Прочие новости Андрей узнавал из приходивших по средам, а значит, написанным за воскресенье деловым и подробным письмам тети Мани. Беккеры, Нина и ее отец, бедствовали. Тете Мане удалось добиться постоянного им вспомоществования через свое ведомство. Нина, к сожалению, должна была проводить все время дома, так как состояние ее отца было таково, что его нельзя было оставлять без присмотра. Тетя Маня нашла ей надомную работу — шить наволочки и обстегивать простыни для Евгеньевской больницы. От Коли Беккеры вестей почти не получали и были убеждены, что их любимец и надежда успешно учится в своем институте.
Ахмета не раз видели в подозрительной компании. По мнению тети Мани, компания была связана с какими-то политическими делами. Тетя Маня писала, что симферопольские татары создали националистическую партию, в которой заправляет некто Сейдамет. Это тетю удивило: она полагала, что татарам хорошо жить и без партий, потому что они занимаются извозом и торгуют фруктами.

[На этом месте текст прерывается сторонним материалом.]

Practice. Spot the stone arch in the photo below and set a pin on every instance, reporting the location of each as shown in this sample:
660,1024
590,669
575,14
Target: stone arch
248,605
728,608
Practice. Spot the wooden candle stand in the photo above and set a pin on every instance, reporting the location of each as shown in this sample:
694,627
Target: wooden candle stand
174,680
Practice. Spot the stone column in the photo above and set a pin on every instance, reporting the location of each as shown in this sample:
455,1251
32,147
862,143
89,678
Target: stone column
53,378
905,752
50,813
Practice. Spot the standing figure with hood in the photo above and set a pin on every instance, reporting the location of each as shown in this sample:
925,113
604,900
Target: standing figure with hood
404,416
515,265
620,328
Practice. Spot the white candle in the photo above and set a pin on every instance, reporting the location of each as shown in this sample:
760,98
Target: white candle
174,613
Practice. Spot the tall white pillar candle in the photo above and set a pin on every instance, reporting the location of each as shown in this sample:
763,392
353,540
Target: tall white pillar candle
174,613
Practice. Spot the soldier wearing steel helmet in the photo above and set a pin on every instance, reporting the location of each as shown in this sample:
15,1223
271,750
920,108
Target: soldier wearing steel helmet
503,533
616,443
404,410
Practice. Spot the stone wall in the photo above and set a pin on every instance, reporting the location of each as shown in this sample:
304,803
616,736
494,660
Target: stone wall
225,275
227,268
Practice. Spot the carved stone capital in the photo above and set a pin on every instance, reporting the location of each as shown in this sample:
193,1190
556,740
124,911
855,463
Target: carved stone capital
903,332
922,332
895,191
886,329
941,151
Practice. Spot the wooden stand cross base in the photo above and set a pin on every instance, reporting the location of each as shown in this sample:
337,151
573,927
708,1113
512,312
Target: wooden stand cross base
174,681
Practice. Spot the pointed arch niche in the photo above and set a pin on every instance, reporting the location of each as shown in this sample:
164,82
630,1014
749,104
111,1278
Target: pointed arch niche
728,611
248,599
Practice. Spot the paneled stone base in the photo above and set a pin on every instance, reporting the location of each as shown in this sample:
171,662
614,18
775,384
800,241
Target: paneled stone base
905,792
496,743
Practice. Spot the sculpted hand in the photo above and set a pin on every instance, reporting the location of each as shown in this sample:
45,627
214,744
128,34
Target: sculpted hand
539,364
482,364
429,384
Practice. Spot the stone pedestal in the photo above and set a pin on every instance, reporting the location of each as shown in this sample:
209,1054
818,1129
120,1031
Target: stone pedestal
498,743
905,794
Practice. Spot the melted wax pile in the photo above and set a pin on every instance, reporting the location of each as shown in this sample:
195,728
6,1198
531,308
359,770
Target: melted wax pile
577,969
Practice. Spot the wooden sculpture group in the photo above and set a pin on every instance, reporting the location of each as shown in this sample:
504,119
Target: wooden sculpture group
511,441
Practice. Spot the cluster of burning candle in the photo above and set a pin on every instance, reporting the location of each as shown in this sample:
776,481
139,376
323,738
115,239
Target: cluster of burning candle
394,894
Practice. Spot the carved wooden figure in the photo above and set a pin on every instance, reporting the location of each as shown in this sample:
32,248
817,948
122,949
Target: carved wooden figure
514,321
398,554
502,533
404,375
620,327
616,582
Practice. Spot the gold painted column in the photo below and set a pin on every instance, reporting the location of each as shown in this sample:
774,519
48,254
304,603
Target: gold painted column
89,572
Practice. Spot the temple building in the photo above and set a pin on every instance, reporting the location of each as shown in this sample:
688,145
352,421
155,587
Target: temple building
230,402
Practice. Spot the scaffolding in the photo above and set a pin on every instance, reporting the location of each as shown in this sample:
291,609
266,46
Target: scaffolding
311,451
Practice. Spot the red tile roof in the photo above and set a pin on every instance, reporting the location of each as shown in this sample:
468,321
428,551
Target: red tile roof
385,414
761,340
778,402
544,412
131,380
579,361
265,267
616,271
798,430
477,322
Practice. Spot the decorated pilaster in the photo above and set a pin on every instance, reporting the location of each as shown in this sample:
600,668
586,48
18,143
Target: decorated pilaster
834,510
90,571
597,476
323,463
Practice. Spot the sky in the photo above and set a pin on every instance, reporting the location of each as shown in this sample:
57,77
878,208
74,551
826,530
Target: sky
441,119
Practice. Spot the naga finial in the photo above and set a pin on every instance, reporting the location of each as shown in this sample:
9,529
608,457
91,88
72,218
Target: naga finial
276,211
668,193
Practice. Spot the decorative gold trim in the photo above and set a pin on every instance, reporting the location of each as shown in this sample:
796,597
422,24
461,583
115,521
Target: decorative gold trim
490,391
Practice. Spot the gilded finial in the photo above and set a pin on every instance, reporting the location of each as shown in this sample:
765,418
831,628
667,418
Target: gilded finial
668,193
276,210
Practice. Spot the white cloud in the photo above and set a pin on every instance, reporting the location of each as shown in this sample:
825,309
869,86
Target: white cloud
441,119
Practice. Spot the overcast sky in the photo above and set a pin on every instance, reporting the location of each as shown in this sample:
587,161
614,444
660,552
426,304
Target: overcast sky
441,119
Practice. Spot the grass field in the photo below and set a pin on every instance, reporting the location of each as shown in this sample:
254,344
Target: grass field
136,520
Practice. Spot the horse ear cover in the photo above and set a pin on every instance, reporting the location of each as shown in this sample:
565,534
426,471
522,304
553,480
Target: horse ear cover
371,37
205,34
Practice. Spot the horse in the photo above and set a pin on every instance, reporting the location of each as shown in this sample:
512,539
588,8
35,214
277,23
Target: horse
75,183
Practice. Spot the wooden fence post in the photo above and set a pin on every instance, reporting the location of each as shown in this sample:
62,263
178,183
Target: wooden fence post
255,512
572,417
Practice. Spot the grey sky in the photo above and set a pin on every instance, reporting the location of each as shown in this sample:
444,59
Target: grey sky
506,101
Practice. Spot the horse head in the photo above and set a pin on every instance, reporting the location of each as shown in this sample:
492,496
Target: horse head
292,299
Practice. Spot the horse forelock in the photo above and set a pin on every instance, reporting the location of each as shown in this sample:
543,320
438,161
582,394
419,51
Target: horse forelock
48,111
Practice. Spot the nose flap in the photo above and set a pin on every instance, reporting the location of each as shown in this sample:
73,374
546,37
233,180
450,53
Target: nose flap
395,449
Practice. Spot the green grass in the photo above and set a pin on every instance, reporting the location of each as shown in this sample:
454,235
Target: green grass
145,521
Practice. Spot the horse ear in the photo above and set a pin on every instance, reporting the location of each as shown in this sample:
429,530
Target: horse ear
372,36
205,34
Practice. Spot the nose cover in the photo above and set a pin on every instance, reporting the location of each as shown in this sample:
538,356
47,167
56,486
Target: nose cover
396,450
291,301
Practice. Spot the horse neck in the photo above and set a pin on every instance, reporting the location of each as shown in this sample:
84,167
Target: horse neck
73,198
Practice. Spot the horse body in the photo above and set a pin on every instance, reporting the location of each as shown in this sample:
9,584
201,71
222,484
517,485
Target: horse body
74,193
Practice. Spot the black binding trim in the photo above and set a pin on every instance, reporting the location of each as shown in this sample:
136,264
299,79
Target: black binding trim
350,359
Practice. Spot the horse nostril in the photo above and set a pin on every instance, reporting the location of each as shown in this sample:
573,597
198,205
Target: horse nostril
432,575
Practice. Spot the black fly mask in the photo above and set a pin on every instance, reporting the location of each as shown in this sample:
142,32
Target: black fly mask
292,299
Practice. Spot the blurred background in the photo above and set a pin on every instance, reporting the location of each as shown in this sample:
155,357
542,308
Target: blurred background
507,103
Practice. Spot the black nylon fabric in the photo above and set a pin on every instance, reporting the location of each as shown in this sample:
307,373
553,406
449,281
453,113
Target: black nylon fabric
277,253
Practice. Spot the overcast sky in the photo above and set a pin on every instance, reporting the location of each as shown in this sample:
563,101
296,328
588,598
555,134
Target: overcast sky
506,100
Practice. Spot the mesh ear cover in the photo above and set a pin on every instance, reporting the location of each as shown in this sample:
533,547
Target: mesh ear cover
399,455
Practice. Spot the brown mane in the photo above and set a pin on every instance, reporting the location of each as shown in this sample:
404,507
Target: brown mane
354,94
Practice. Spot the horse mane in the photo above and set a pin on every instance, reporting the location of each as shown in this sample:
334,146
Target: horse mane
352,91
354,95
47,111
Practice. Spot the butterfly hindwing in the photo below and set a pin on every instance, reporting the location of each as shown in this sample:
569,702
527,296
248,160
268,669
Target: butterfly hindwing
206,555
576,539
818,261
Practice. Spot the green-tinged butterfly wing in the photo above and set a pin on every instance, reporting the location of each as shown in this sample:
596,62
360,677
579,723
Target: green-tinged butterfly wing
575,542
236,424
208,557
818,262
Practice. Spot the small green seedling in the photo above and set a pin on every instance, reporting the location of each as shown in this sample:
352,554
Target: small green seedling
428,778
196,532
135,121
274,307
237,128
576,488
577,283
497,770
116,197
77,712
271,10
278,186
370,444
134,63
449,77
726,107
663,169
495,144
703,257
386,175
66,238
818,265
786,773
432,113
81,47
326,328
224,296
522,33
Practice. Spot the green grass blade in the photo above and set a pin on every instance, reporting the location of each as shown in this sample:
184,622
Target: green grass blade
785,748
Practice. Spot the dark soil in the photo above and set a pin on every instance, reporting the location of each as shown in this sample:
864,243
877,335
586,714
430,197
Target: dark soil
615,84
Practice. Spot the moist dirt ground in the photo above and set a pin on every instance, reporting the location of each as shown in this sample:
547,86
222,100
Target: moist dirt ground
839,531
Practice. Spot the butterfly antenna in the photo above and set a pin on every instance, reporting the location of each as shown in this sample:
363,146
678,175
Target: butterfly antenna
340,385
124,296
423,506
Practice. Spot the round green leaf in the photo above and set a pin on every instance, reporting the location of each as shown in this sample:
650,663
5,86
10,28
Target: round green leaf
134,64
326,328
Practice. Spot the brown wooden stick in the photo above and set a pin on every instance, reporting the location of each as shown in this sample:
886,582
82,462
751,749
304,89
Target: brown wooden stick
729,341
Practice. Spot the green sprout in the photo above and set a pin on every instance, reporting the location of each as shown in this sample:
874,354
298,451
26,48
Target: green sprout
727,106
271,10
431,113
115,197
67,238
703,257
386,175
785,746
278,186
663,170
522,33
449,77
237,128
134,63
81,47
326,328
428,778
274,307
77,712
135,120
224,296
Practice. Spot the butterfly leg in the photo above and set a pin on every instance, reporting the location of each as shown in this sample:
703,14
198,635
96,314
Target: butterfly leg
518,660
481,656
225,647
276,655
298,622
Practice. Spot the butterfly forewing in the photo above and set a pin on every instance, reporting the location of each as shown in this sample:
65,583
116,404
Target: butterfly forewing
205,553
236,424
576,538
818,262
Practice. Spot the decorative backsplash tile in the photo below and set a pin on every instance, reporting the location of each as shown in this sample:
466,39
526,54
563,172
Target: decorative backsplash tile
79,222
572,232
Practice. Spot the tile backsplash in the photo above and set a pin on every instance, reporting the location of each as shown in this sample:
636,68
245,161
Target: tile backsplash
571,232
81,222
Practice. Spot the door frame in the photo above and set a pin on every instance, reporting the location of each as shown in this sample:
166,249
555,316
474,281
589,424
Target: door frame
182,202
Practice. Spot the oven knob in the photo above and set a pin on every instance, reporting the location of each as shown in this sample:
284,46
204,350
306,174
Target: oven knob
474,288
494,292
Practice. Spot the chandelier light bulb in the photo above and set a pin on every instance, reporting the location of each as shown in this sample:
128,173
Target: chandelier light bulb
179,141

Сергей Серафимович приезжал в Симферополь в марте и нанес визит тете Мане. Тетя Маня сообщила, что он постарел, еще более иссох, хрипит, покашливает, но с трубкой не расстается. Интересовался успехами Андрюши, и тетя Маня показала ему некоторые из писем племянника, особо те, в которых рассказывалось об увлечении Андрюши археологией. Письма произвели на отчима благоприятное впечатление. Глаша, по словам отчима, здорова.
На Пасху Андрей послал открытки с видами университета на Моховой отдельно Сергею Серафимовичу, отдельно — Глаше.
В мае он получил от отчима посылку. В ней лежала роскошно изданная с многочисленными гравюрами и линотипами книга Брэстеда «Древний Египет» на английском языке, которым Андрей к тому времени уже прилично овладел. Кроме того, там же были четыре томика Геродота в красивых кожаных с тиснением переплетах начала века с буквами «S» и «В» на корешках.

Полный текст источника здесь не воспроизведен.